The most apt summary of Year One is: Potential Squandered.
I agree with your sentiment. And I’ll use the following quote to illustrate why I feel the way I do.
“With a dedicated live team more than ten times the size of the Guild Wars live team, we think you’re going to be blown away by the size and scope of live additions to the world of Tyria for a very, very long time.” – Colin Johanson
How many of you feel “blown away” by the additions made since launch?
It’s also interesting to see how the concept of the personal storyline has been thrown through the window after release.
It wasn’t thrown out the window, it was taken behind the shed and given the Old Yeller treatment.
Time gated conversions of T6 materials to T7 means stockpiling is unnecessary.
I think the developers really need to reevaluate their Living Story model. I think the quality of this content has been well below the standard they’ve set themselves with the initial game. They need to ask themselves “is this content worth releasing?” And by content, I mean the meat of what’s in the update after all the filler (breaking pinatas, finding kites, eating candy, riding in hot air balloons, etc) has been stripped away.
If the answer is “no”, then don’t release it. Roll it into the next Living Story update, then ask yourself the same question. And keep rolling it back until you’ve got enough substantive content (new zones, quality of life changes, new dungeons, more than 20 minutes of story, actual voice acting, QA polish, etc) to release it.
Wait until you can actually be proud of what you’re releasing the same way you were proud of the game you released a year ago today. That’s the game you wanted to make. That’s the game I wanted to play. That’s not the game you’re making with your Living Story model.
PS – If you’re going to reply, please do so in a constructive and civil manner. Thanks.
“We’re now updating Guild Wars 2 about five times as often as the typical MMO.”
Too bad the updates feature one-fifth the meaningful content as the updates in the typical MMO.
I’m glad they’re finally fixing it (and I’m eager to see what they did with The Minstrel), but I’m not sure why they went with a purple glow.
I’m interested, but apprehensively so, to see how the crafting is going to shake out. It does suck that the crafting cap is only being raised for weapon crafting disciplines.
Ladies and Gentlemen … everything that is wrong with MMOs!
The developers deserve an equal share of the blame. If they’d stop making chore-like content – if they’d make more compelling content that players actually want to play instead of the filler content they’re releasing like clockwork every two weeks – then players wouldn’t afk for rewards given by events they otherwise would have no interest in doing.
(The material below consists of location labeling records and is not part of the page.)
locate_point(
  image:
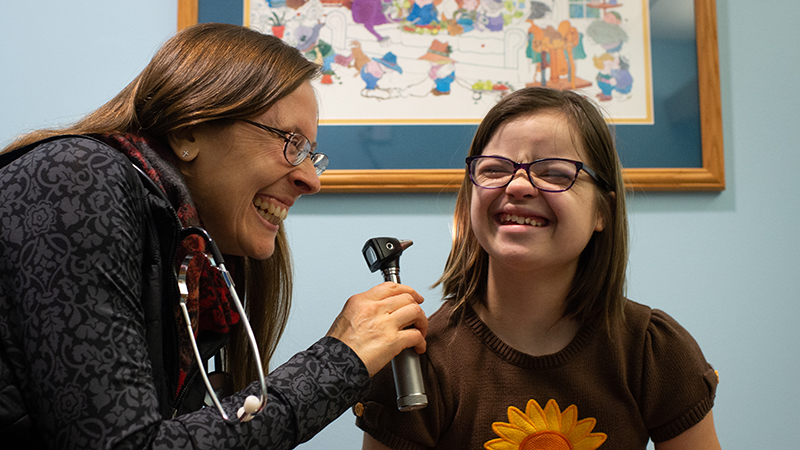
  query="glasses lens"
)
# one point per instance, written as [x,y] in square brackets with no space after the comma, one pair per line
[320,162]
[554,174]
[491,172]
[298,149]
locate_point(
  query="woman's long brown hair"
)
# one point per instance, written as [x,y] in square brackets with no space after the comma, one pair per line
[204,73]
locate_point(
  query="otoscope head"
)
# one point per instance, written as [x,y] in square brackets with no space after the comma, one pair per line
[384,252]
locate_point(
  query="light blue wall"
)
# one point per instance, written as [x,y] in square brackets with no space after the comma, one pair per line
[726,265]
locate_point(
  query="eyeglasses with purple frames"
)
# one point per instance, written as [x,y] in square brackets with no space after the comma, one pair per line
[547,174]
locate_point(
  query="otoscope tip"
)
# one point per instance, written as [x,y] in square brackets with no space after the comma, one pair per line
[405,243]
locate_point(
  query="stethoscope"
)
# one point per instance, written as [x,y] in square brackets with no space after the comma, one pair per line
[252,404]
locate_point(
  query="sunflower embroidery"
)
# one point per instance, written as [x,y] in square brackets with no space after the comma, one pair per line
[545,429]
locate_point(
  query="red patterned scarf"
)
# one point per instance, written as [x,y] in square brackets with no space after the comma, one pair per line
[208,302]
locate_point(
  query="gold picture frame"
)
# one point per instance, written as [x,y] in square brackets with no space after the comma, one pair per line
[709,177]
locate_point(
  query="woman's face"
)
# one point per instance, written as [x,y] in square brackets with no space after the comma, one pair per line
[556,226]
[239,178]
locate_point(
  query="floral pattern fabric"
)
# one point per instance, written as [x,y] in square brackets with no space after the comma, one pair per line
[74,356]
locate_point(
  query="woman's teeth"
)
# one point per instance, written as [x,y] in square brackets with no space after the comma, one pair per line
[270,211]
[511,218]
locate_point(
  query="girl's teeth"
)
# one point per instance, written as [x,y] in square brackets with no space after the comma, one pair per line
[521,220]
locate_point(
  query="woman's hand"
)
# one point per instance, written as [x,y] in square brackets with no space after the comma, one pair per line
[380,323]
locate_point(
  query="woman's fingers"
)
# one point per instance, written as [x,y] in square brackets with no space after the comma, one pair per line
[380,323]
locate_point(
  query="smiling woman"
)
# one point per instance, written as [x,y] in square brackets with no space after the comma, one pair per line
[112,269]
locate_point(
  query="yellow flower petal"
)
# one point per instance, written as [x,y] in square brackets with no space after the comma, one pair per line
[535,413]
[509,432]
[520,420]
[500,444]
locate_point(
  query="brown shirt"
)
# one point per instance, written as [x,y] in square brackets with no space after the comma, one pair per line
[648,379]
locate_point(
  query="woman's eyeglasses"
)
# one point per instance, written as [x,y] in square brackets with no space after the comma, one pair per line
[296,147]
[548,174]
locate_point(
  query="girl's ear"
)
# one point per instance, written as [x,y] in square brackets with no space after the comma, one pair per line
[611,198]
[184,144]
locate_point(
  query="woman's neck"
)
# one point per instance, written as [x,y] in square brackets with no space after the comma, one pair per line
[526,309]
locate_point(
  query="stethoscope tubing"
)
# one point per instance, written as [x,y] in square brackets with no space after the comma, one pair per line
[252,404]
There is no gray in Tyria. The developers have decided they want black-hat wearing villains and white-hat wearing heroes. And they’ve decided they want a whitewashed world, too. What this leaves us is a lot of really campy characters, unfortunately.
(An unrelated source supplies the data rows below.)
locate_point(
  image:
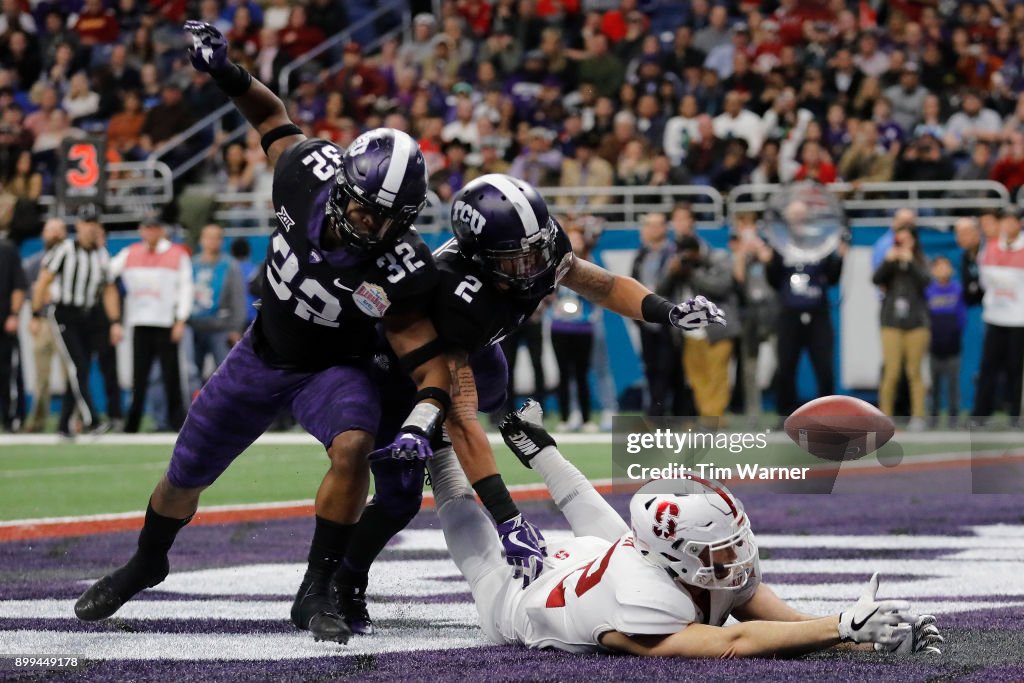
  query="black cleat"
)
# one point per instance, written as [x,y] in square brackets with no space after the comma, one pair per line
[107,595]
[523,431]
[312,611]
[352,605]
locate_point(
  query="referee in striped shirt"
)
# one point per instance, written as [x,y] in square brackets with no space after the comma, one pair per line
[80,268]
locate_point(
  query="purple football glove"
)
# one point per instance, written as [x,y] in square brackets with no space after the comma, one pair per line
[407,445]
[524,548]
[209,49]
[695,313]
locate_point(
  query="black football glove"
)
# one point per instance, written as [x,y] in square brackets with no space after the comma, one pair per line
[523,431]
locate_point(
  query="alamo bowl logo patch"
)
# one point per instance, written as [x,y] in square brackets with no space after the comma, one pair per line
[371,299]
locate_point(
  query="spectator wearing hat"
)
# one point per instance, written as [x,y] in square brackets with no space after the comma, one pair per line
[76,279]
[948,317]
[722,57]
[971,125]
[903,276]
[907,97]
[12,290]
[1009,168]
[696,270]
[359,83]
[415,51]
[167,119]
[449,180]
[539,163]
[924,160]
[1001,270]
[299,36]
[716,33]
[738,122]
[866,160]
[599,68]
[157,276]
[586,169]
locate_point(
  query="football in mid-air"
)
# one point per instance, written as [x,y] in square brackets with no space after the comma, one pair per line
[839,428]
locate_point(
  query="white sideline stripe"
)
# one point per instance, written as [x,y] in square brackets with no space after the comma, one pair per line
[244,507]
[301,438]
[248,646]
[455,613]
[291,438]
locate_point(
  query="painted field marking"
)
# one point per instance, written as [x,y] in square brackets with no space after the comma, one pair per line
[62,526]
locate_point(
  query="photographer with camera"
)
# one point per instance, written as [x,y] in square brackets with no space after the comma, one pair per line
[697,270]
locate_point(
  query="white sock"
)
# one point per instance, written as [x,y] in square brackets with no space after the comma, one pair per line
[587,512]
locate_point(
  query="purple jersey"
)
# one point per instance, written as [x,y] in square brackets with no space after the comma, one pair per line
[322,307]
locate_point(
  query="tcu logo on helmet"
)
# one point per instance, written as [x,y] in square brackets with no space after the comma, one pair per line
[467,215]
[665,519]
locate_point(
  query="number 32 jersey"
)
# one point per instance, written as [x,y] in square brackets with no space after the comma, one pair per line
[591,586]
[321,308]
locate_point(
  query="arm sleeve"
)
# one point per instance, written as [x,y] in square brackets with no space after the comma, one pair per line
[185,293]
[235,299]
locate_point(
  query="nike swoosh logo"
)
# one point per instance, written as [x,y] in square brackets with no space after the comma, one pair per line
[857,626]
[513,538]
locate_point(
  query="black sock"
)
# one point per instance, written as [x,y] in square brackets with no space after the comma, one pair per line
[376,527]
[496,498]
[158,535]
[327,549]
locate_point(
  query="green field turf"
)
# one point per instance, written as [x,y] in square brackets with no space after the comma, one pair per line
[71,479]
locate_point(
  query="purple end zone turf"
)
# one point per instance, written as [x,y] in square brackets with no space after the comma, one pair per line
[52,568]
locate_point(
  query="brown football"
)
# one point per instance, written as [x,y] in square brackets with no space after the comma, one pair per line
[839,428]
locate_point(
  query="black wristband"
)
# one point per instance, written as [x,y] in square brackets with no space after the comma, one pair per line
[232,79]
[272,136]
[496,498]
[656,309]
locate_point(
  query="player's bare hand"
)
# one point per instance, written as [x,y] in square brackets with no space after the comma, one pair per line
[695,313]
[209,47]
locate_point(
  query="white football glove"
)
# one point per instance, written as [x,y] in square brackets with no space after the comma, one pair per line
[920,637]
[869,621]
[695,313]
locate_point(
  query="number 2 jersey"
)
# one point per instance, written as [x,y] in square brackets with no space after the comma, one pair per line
[469,312]
[321,308]
[591,586]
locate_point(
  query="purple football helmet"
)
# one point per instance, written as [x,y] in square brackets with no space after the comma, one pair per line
[383,171]
[503,223]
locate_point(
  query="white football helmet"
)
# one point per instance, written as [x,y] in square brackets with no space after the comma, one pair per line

That makes no sense, you get one of these at the year mark and one ever 4000 AP. I think it’s safe to say that anybody who reaches those two goals already knows how to play.
Knowing how to play the game and knowing how to play your character (profession, build, etc) well enough to not be a detriment to a party running a dungeon or Fractal are not the same thing. I’m not saying it would happen often. I’m not even saying it doesn’t happen already. I’m just saying I can see that being a reason why they didn’t let someone double click four scrolls to get from level 1 to level 80 in 1.5 seconds.
Why are some of you against a character reaching the level cap immediately? How is that hurting your play experience?
If I go into a dungeon or Fractal with a player who used four scrolls to hit the level cap and, accordingly, has no idea how to play his character then it’s hurting my play experience. Wouldn’t you agree?